Several challenges have been presented, including skills gaps, misalignment of procurement cycles, gaps in digital health taxonomies, insufficient focus on information security and required shifts in power structures towards greater collaboration. We have also noted many recent success stories that pave the way forward towards addressing these issues. In essence, we have found that a more holistic approach is needed, both by implementing adapted funding structures for digital health ecosystems that include governance, architecture and engineering as core elements, and by building on the many examples of genuine, successful national, regional and global collaboration in the digital health community.
Many of the challenges, fundamentally, should be viewed as growing pains in a maturing field. With a few small exceptions, over the last ten years, the relative underinvestment in digital solutions for low resource environments has stifled or limited:
■ the engagement of robust and experienced enterprise architecture and engineering teams;
■ the development of sustained capacity building and certification programs in engineering and architecture positions and skills;
■ effective communication and collaboration between siloed digital health investments to ensure appropriately coordinated (and interoperable) approaches.
In effect, digital health is a maturing market, growing beyond its earliest stages. As a community, we need to work collaboratively to steward it to the next level, where it will have a greater transformative impact on people’s lives. Digital health also represents a growing market, with an economic life cycle that is one of abundance – there is no scarcity in this area that would require protections over frameworks, solutions or implementations, and for this reason, collaborative approaches are best suited to the tasks at hand. We are seeing an increasing number of actors taking forward collaborative work, with positive effects.

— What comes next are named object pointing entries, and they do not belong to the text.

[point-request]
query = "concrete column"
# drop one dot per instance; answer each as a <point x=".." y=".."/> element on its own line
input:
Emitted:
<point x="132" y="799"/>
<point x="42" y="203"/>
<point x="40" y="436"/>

The examples we have cited highlight what is possible when the appropriate levels of investment, along with the appropriate prioritization of these important professional capacities are brought to bear on national health priorities and goals. The examples of other industries’ progress in digital transformation, and the resultant gains, as well as the growing collaboration within the digital health sector should excite global health professionals, and encourage ever increasing collaboration between national stakeholders and the global health and digital professions. The health and well-being of millions rely on these investments, and as a global community, the responsibility for these lives exhort us to address these challenges with the very best skills and capacities we can bring to bear.
eSHIFT Partner Network / HISP Geneva
The eSHIFT Partner Network is a Swiss-headquartered not-for-profit association established in 2012 to support health informatics development and innovation, to help great ideas scale into the national health systems of low and middle income countries. As a strategic digital health organization focused on engineering scalable health informatics systems, eSHIFT also hosts HISP Geneva, the Swiss node of the Health Information Strengthening Programme, which is the network of global partners supporting DHIS2 and improvement of health information systems in low and middle income countries. In providing technical assistance at both global and national levels, especially in fragile settings, it has become readily apparent to us that while the term “innovation” draws significant attention, core mature disciplines including architecture, engineering and operational support are often overlooked (and underfunded) in the efforts to bring good ideas and successful pilots to scale.